Até o ano passado, o Brasil foi dominado por um nazifascismo que se aboletou no poder, franco, direto, exposto, que não disfarçava seu projeto de barbárie. Por pouco ele não se prolongou; se dependesse do interior do estado de São Paulo, se dependesse, p. ex., da cidade de Assis, estaria ainda no comando federal.

O nazifascismo foi contido pelo voto e pelas instituições, mas isto não quer dizer que nossa sociedade tenha sido saneada da peste.  

Ela continua incubada, manifestando-se por erupções como essas que só podemos constatar com angústia e tristeza. 
Enquanto a cultura da truculência brutal continuar presente, a civilização estará ameaçada em nosso país. (por Jorge Coli, professor de história da arte na Unicamp)

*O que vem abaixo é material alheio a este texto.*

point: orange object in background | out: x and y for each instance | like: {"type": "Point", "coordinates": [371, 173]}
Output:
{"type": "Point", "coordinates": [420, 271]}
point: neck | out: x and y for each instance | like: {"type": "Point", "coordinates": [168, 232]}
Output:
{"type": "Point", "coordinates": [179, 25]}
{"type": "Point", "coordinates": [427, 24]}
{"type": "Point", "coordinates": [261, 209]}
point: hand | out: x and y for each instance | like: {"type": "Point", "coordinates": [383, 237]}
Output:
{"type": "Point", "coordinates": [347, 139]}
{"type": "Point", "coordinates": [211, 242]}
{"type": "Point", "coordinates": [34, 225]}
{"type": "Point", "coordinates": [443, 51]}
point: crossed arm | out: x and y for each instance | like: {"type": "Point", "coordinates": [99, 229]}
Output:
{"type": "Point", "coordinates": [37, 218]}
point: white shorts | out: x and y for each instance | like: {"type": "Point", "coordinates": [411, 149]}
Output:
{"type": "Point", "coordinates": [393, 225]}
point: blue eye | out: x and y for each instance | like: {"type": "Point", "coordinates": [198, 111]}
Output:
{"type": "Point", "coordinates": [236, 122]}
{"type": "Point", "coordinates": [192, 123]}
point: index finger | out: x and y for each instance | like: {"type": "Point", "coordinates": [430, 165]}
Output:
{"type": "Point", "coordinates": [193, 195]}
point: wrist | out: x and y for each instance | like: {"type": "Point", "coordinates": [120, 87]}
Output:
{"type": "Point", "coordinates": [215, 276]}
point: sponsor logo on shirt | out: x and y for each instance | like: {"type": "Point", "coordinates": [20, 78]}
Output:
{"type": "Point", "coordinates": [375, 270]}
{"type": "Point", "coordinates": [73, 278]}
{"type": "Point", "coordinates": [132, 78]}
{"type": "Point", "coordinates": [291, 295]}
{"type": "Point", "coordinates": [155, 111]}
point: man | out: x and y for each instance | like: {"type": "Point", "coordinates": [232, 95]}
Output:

Sementes da violência, dirigido por Richard Brooks em 1955, 
chocou os EUA ao apresentar nas telas uma delinquência juvenil
que, hoje em dia, não estarreceria ninguém na sessão da tarde.

3 comentários:

Anônimo disse...

https://gilvanmelo.blogspot.com/2023/04/marcio-pitliuk-banalizacao-do-nazismo.html

Anônimo disse...

Não se pode deixar de citar a parcela de contribuição de Paulo Freire (que não era um nazifascista) ao caos pedagógico que vivemos: "Uma das questões centrais com que temos de lidar é a promoção de posturas rebeldes em posturas revolucionárias que nos engajam no processo radical de transformação do mundo. A rebeldia é ponto de partida indispensável, é deflagração da justa ira, mas não é suficiente. A rebeldia enquanto denúncia precisa se alongar até uma posição mais radical e crítica, a revolucionária, fundamentalmente anunciadora"-Paulo Freire, Pedagogia da Autonomia. Não custa lembrar que enquanto isso estiver sendo ensinado aos nossos educadores não podemos reclamar.

David Emanuel disse...

Anônimo de 2:11, você está falando uma grande bobagem e apenas repetindo asneiras da extrema-direita que coloca a culpa da situação do ensino brasileiro em Paulo Freire. Em primeiro lugar, Paulo Freire, apesar de ser tão aclamado pela oficialidade, não é usado no ensino público brasileiro, mas apenas, em nível limitado, no ensino particular. Culpar Freire pela caos educacional é ser completamente ignorante da realidade do Brasil. Em segundo lugar, Freire está totalmente correto no que coloca, pois não basta a rebeldia para transformar a realidade social, é preciso pensamento crítico e ação radical, revolucionária. A rebeldia por si mesma é apenas um espasmo de raiva sem orientação, mas a ação revolucionária é a rebeldia orientada para um fim, a transformação da sociedade em sua estrutura fundamental. Este blog é comprometido com essa ideia de Paulo Freire e concorda plenamente, nesse ponto, com o eminente filósofo. Por fim, remotamente ligar Freire com os ataques às escolas é sinal não apenas de ignorância, mas de pura má-fé, pois nada mais contrário ao pensamento dele do que essa violência descabida contra o corpo escolar.